The Stanford Computer Science Department also has other initiatives aimed at packaging and disseminating education throughout the world.
Professor Roberts and Stanford Ph.D. student Chris Piech work on the “Nothing But a Browser” project with the intention of making computer science education available to people mostly in underdeveloped countries. Because many people in these nations do not have computers, Roberts and Piech began designing a system by which one could receive a computer science education by using nothing but a web browser, even if it can only be accessed via a cell phone.
They created an online version of the Karel the Robot software, a program similar to that used in introductory programming classes at Stanford.
Another program, “Stanford in a Box,” operates on the notion that Stanford’s curriculum and materials can be exported to other universities around the world.
According to Professor Roberts, the program is “not packaging things for direct consumption by students in the way the ‘Nothing But a Browser’ project is, but there are a lot of institutions…that would like to teach computer science, but they don’t have people who know the field very well, they don’t have a lot of time and resources compared to Stanford, and developing curricula in computer science is resource–intensive.”
He continued, “The idea of Stanford in a Box, of taking an extremely successful program, [is to] get a Stanford-like education going at more places…we’re graduating a lot of physics majors and math majors in this country who go on to get programming jobs and that’s only because we’re not producing anywhere near enough computer scientists.”In addition to the overwhelming reach of online materials, Stanford’s Computer Science department has recently been making advances in the computer science curriculum, specifically in scaling and exporting its curriculum to other universities worldwide.
According to Professor Eric Roberts, Professor Nick Parlante is leading a project to use Stanford as a “pilot site for a new Computer Science Principles Advanced Placement exam.” The idea of the class is to introduce students to “contextualization and applications and things you wouldn’t normally have in a traditional programming class,” Roberts stated. “It’s similar to a number of initiatives that were pioneered in the 80s and 90s, which were called Breadth-First Approaches to Computer Science, where you would get people in the introductory class to understand the breadth of the field—that CS is about more than just programming.”

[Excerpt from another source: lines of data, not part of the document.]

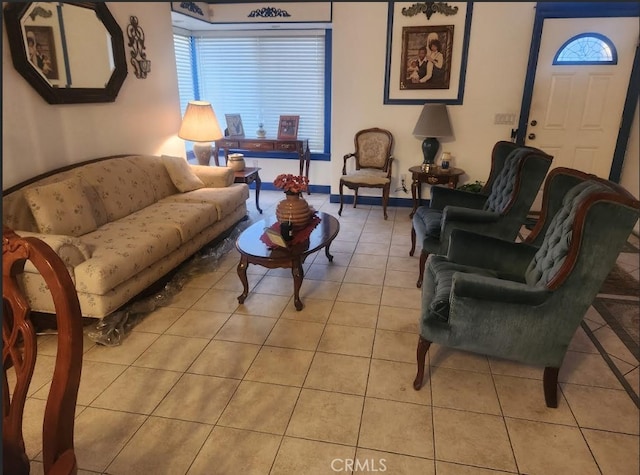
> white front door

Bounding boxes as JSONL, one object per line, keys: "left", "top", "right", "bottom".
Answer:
{"left": 525, "top": 17, "right": 638, "bottom": 208}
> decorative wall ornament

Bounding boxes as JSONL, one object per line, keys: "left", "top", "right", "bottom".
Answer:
{"left": 180, "top": 2, "right": 204, "bottom": 16}
{"left": 127, "top": 16, "right": 150, "bottom": 79}
{"left": 28, "top": 5, "right": 52, "bottom": 21}
{"left": 402, "top": 2, "right": 459, "bottom": 20}
{"left": 248, "top": 7, "right": 291, "bottom": 18}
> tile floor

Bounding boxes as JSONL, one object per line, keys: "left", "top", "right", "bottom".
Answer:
{"left": 18, "top": 190, "right": 640, "bottom": 474}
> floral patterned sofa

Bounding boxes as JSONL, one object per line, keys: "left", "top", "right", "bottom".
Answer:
{"left": 3, "top": 154, "right": 249, "bottom": 318}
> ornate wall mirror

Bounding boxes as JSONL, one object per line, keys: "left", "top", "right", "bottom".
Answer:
{"left": 3, "top": 2, "right": 127, "bottom": 104}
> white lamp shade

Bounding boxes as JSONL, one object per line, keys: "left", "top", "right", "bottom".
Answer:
{"left": 178, "top": 100, "right": 223, "bottom": 142}
{"left": 412, "top": 103, "right": 453, "bottom": 138}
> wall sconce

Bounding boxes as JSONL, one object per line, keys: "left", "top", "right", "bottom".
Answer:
{"left": 127, "top": 16, "right": 150, "bottom": 79}
{"left": 178, "top": 101, "right": 223, "bottom": 166}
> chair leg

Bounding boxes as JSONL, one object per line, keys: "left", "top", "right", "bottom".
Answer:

In 2001, Professor Roberts headed a joint committee of the Association for Computing Machinery (ACM) and Institute of Electrical and Electronics Engineers(IEEE) , the two largest computing organizations in the world, to standardize computer science curricula at universities.. The committee report featured a number of suggestions and guidelines regarding what elements were and were not critical to an undergraduate computer science education.
Another session of this committee is scheduled for 2013 with Professor Mehran Sahami, who is well known by many students for teaching an introductory programming class each fall. Many of the committee’s recommendations will be based on extensive changes Stanford’s Computer Science department made to its curriculum in recent years.
Sahami stated, “The goal is to give programs a set of guidelines to help them modernize their curriculums.” To him, educators have to think to themselves: “It’s been ten years since the last set of guidelines…what are the topics that have come to the [foreground] since that time? They might include new topics or topics that have gained new importance, and what are some of the topics as a result that have become more dated?”
Necessarily, a number of topics have been added to, revised, or even removed from Stanford’s curriculum over the years, and these changes will be reflected in Sahami’s report. “Part of making the conscious decision to say you’re going to add stuff is also making the conscious decision to say you’re going to remove stuff,” it stated.
Those changes seem to be working—Computer Science is currently the second most-declared major on campus, and around 90 percent of Stanford students take some form of computer science class before they graduate.
Overall, the influence of Stanford’s Computer Science department not only on Stanford students but also on the wider academic world is continually growing. With these new programs on the horizon, the faculty at Stanford hope to be able to educate more students more completely across the world.